I’ve read a lot of reports and listened to a lot of customer service/customer experience user experience — you’re supposed to delight the customer.
What if I don’t want to be delighted? What if I just want to do whatever and go on to my next task?
For example, whenever I go into my phone store, agents open the door, greet me, ask me what I want to do. This is all excellent customer engagement. They’re showing courtesy, caring, politeness, etc.
But what do I want to do? I want them to get out of my way.
All the door opening, the greeting, the … engagement — they just get in my way.
Same with websites. Some websites want you to sign up for something, they want to do a survey after you’ve been on their page for a few minutes — some of them even want to chat right away (I’m looking at you, Talbots).
Perhaps the worst offenders are restaurant websites. All you want to do is find out where it is, whether it’s near a Metro stop, whether your gluten-allergic friend can meet you there.
But no. Instead, you get dancing figures, immediate loud music, and menus in PDFs. Oh, and it blows up your phone.
And website content is too often like this:
“Our new features allow you to compare offerings, consider value vs. price, and …”
That allegedly customer-focused content is still all about the company. Why not this instead?
“Compare offerings, consider value vs. price, and …”
Take yourself out of the equation and truly focus on your customer.
Nobody said customer service was going to be easy. Nobody said customers weren’t going to be tired, busy, peevish – you name it.
So maybe you have to give up on some of the benefits to customer engagement. Maybe you don’t get the huge mailing list you want.
Maybe you leave delight as a happy accident–serendipity. Let it happen by chance. Let’s leave space for delight; let’s not make it our aim. Overfocusing on such targets often defeats its own purpose.
Delight? Just make it work. Make it work first. Take care of the basics before you go beyond it.
And the engagement thing? We’re not even dating.
The title? Of course, the delightful song by Flanders and Swann — all about a company definitely getting in its customers’ way. A brief excerpt follows:
Along the Queen’s great Highway I drive my merry load
At 20 miles-per-hour in the middle of the road.
We like to drive in convoys – we’re most gregarious:
The big six-wheeler scarlet-painted London transport diesel-engined 97-horsepower omnibus.
Katherine Spivey is part of the GovLoop Featured Blogger program, where we feature blog posts by government voices from all across the country (and world!). To see more Featured Blogger posts, click here.
Interesting point of view. As most people know, customer service is so important and the goal is to please to customer and make sure s/he has an enjoyable experience. But I do agree that it can be overwhelming with an abundant amount of stuff popping up on my screen or someone following me around in the store. Thanks for posting!

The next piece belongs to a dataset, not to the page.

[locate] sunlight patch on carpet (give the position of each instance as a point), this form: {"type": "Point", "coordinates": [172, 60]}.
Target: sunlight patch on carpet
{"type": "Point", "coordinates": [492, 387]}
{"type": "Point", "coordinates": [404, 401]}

It’s a delicate balance and difficult to get right.
Thank you for sharing this post! It definitely highlights the complexity of customer service–and how varied customers really are. If only there were a way to choose how much engagement you wanted!
Perhaps like a traffic light – red light, just answer the question; yellow, I’ll do 2 surveys; green, call me all the time. Very difficult to gauge, and might change.